Yet another utterly futile attempt to find a md5 fixpoint
During lunch discussion at my workplace we started wondering if there existed a fixpoint for the md5 cryptographic hash function.
That is a point such that md5('x')='x' where x is the 32-digit hexadecimal string representation.
To be completely truthful the md5 algorithm works on 512 bit values. A 32-digit hexidecimal string is 128 bit and is first padded(with zeroes) to 512 bits before the md5 function is taken and
returns a 128 bit value which then is converted to a 32 digit hexidecimal string thus explaining my md5('x')='x' expression.
Some googling showed this is known as the "Kember Identity" and is an unsolved problem. Also a few programmers had tried to brute force it over the years with no luck (not surprisingly as you will see below). Even though I would never succeed I decided to look into the problem anyway.
Interestingly there is a simple mathematical argument that there is ~63.21% probability for at least one fixpoint. This does not mean there is one of course! But it also reveals there is probably only a few, if any! The argument is based on the same principly that when you shuffle a deck of card, what is the probability that at least one card will end up in the same position in the deck. The probability actually converges to 1-1/e very fast as the number of the elements shufled increases. There is no guarantee that the md5 function is a shuffling though, there could exist different 32-digit hexidecimal strings x,y such that md5(x)=md5(y). But such collisions are extremtly rare and would not change the overall probability by much.

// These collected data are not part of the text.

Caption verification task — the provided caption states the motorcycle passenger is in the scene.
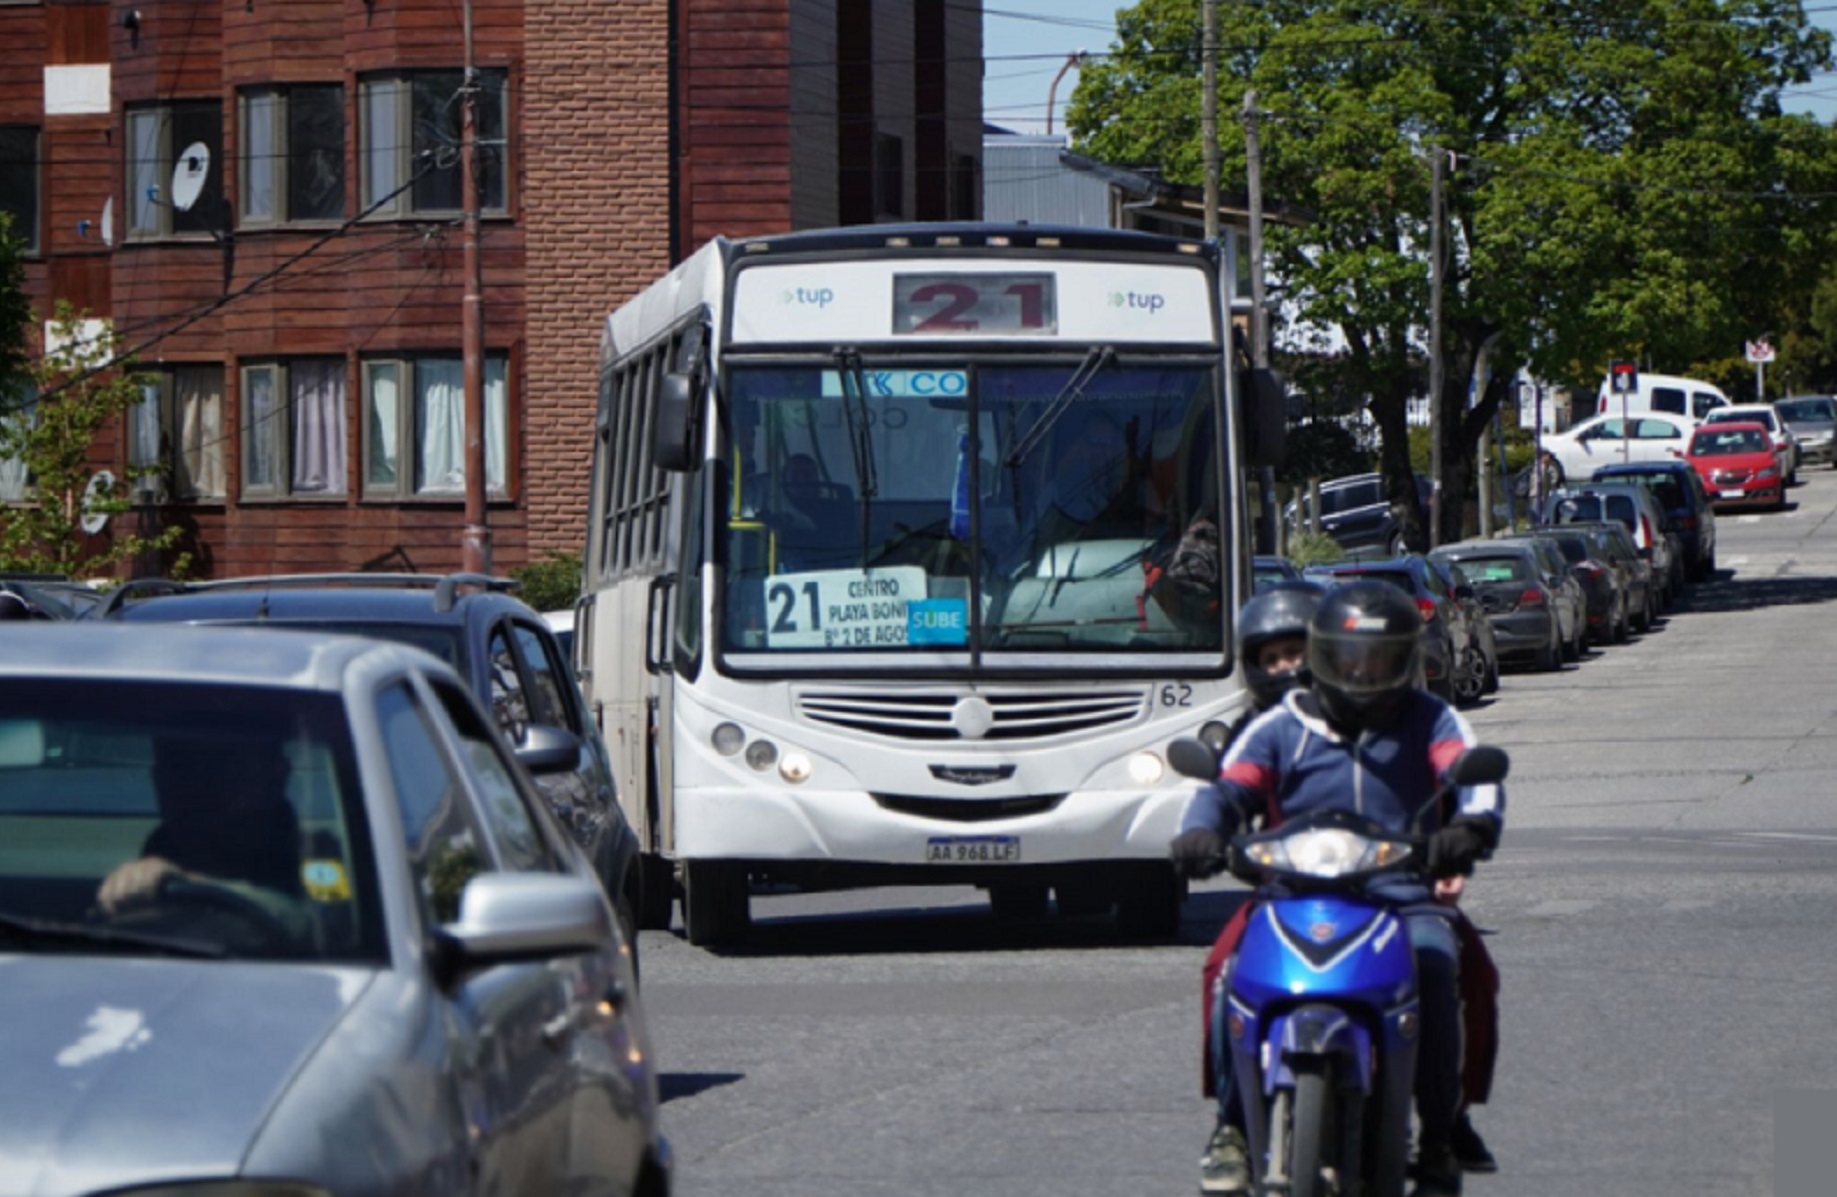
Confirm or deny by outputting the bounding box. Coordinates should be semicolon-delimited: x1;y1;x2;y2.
1172;579;1505;1197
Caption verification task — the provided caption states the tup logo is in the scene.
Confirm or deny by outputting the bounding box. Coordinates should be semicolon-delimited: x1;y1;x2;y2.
782;286;836;308
1108;290;1167;314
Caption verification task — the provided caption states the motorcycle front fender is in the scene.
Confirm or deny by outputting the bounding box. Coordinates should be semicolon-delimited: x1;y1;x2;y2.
1261;1003;1375;1095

Examples of different x,y with same hashing value does exist , see http://en.wikipedia.org/wiki/MD5
etc. But this example is 512 bit and not 128 bit (32 hexidecimal). The md5 hash function is not considered safe anymore due to collision vulnerabilities , but this is completly irrelevant to my mission of finding a fix point.
Lets see how futile a brute force attempt will be:
There are 2^128= 32^16 ~ 3.4*10E38 different values.
My brute force program can do 3.5M hash/sec (For each CPU used)
This gives 3*10E24 years to try all combinations (Using 1 CPU).
Not a very uplifting result and now you know why I used the word futile.
So without a cryptographic breakthrough, humanity will never know if such a point indeed does exist.
And now back to my brute force attempt:
I made a small Java program that can be found on Github on the link below.
Thanks to +Toke Eskildsen
for doubling the performance using tricky bit manipulation instead of the standard Java methods as substring, equals etc.
The code is much harder to read now though, nothing comes for free...
The program starts with a random 32 digit hexadecimal string (for each CPU) and then iterative computes md5(x) and check if it matches x. Using this endless chaining of md5 values there is no performance overhead from generating a a lot of random strings. Of course there is a (tiny!) probability that this would result in an endless loop as it eventually is bound to do! But cycle detection would slow
the program down and detecting a cycle having 1E10 elements would take way too many resources anyway. Also I restarted the program
regulary over the 2 weeks I had it running on 24 CPUs and this would have reset any loops.
Since I would not find a fix-point but still would like to program to output somthing, I logged the maximum prefix and suffix match for md('x')='x'
The maximum match I found was a 12 character suffix and a 12 character prefix match shown below:prefix 12
54db1011d76dc70a0a9df3ff3e0b390f -> 54db1011d76d137956603122ad86d762suffix 12
df12c1434cec7850a7900ce027af4b78 -> b2f6053087022898fe920ce027af4b78
Remember this used 24*2weeks = 0.9 year CPU time. If you run it and find a 13 character match or more, I would like to hear for you of course.